Review: ‘Caro Diario’

A major film in a slow Italian season, Nanni Moretti's three-parter "Dear Diary" is an intensely personal work one step away from an autobiographical docu. Consistently stimulating and amusing (two segs are comedy), "Diary" speaks forcefully to Italian auds, and domestic outlook looks strong.

A major film in a slow Italian season, Nanni Moretti’s three-parter “Dear Diary” is an intensely personal work one step away from an autobiographical docu. Consistently stimulating and amusing (two segs are comedy), “Diary” speaks forcefully to Italian auds, and domestic outlook looks strong. Fest outings, for which film has excellent prospects, could help it break through to offshore screens, though it will require special handling.

As in his previous six features, which have earned him cult status in Italy, Moretti the actor occupies center stage with his lanky frame, handsome pout and sudden De Niro-like grin.

The inner universe of Moretti the writer/director — mixing current newspaper clippings with his own thoughts and feelings and events from his life — unfolds in three different stories.
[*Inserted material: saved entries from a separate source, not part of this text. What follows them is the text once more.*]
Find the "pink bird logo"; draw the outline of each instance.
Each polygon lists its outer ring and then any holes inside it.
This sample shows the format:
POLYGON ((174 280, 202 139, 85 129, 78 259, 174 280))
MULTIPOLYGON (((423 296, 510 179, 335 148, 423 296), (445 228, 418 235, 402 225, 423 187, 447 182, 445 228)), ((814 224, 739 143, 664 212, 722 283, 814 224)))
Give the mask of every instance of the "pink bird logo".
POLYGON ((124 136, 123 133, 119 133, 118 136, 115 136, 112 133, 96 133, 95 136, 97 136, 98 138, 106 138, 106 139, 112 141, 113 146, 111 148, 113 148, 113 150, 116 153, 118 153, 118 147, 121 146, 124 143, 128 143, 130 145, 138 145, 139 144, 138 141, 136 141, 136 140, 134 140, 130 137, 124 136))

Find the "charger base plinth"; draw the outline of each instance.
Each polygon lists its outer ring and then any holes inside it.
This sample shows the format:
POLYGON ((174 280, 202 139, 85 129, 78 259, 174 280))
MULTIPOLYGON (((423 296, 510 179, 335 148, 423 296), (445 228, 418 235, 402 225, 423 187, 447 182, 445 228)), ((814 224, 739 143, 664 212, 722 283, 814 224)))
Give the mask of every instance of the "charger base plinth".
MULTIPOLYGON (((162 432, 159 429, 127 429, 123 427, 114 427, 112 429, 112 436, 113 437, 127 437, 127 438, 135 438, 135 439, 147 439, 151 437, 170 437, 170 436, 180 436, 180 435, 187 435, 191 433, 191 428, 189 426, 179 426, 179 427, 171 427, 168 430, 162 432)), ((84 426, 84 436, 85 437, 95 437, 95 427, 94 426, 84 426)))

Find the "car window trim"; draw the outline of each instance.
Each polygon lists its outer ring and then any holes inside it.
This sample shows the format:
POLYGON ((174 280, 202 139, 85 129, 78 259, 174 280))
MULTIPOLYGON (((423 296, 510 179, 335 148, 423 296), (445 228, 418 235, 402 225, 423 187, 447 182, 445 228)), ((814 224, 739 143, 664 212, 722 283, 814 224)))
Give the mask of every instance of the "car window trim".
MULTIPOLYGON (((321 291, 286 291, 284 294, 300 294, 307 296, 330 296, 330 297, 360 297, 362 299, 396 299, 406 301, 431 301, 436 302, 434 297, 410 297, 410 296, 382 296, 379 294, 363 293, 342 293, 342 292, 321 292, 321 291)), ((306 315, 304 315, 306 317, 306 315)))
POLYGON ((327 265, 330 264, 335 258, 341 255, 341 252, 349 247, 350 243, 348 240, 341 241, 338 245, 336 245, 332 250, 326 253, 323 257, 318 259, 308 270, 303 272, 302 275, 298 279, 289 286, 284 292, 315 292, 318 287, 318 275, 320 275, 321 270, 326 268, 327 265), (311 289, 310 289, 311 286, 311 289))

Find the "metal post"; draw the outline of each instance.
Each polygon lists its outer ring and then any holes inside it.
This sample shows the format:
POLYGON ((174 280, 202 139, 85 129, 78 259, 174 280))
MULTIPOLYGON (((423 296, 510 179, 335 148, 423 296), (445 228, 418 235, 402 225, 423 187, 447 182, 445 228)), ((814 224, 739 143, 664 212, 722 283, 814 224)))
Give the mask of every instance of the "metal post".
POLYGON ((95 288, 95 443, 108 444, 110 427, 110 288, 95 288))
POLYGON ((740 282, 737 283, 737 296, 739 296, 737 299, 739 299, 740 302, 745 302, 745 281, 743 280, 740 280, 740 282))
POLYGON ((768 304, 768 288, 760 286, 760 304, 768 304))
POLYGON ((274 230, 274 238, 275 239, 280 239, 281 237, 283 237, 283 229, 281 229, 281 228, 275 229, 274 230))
In the breezy “On My Vespa,” Moretti rides around a lush summertime Rome, checking out obscure neighborhoods and admiring their architecture.

He meets actress Jennifer Beals and her companion, U.S. indie director Alexandre Rockwell; goes to see “Henry: Portrait of a Serial Killer,” and sets out to kill the critic (a hilarious Carlo Mazzacurati) who recommended it.

Real-time driving is accompaniedby a hip African beat, but the segment does finally drag.

In “Islands,” Moretti humorously examines how the politically committed late- 1960s generation has become cynical and isolated. Looking for peace and quiet in which to work, he ferries round the magnificent Aeolian islands off Sicily with his friend (Renato Carpentieri), a monastic intellectual who’s retired from the world to study James Joyce’s “Ulysses.”

On one isle, the people are so willfully secluded they won’t answer the door. Carpentieri discovers he can’t live without TV soaps, and he and Moretti climb into a remote volcano to quiz American tourists about upcoming episodes of “The Bold and the Beautiful.”

Concluding seg, “Doctors,” is in a darker vein, opening with a chilling view of Moretti in bed receiving chemotherapy for cancer. After months of visits to dermatologists and acupuncturists, a malignant tumor is diagnosed — now cured, he stresses.

This true story is told lightly, but the film remains disquietingly open, perhaps intentionally. Viewer is left with a raw feeling of anger at the Italo medical-pharmaceutical industry.

Co-produced by Italian and French TV companies for $ 2.7 million, “Dear Diary” retains an honest, small-picture feel that directly connects with auds. Offering intimate self-exposure, Moretti solders his bond with fortysomethings who have lived through years of political disenchantment.

But Moretti’s sarcastic voiceover comments challenge viewers’ political correctness while sanctimoniously asserting his own.

“I’m not guilty!” he announces as he tools around Rome on his moped. “You all shouted horrible things in demonstrations and you’ve grown old! I shouted the right things, and now I’m a splendid 40-year-old.”

Pic has a deceptively casual look, painstakingly constructed by cinematographer Giuseppe Lanci and editor Mirco Garrone. Nicola Piovani’s music is lighthearted and witty.

Caro Diario



A Lucky Red release (Italy) of a Sacher Film (Rome)/Banfilm/La Sept Cinema (Paris) production, in association with RAI-1 and Canal Plus. Produced by Nanni Moretti, Angelo Barbagallo. Directed, written by Moretti.


Camera (color), Giuseppe Lanci; editor, Mirco Garrone; music, Nicola Piovani; art direction, Marta Maffucci; costume design, Maria Rita Barbera; sound, Franco Borni. Reviewed at Nuovo Sacher Cinema, Rome, Nov. 9, 1993. Running time: 100 MIN.


Giovanni Moretti - Nanni Moretti
Gerardo - Renato Carpentieri
Stromboli Mayor - Antonio Neiwiller
Film Critic - Carlo Mazzacurati
With: Jennifer Beals, Alexandre Rockwell, Conchita Airoldi, Raffaella Lebboroni, Marco Paolini.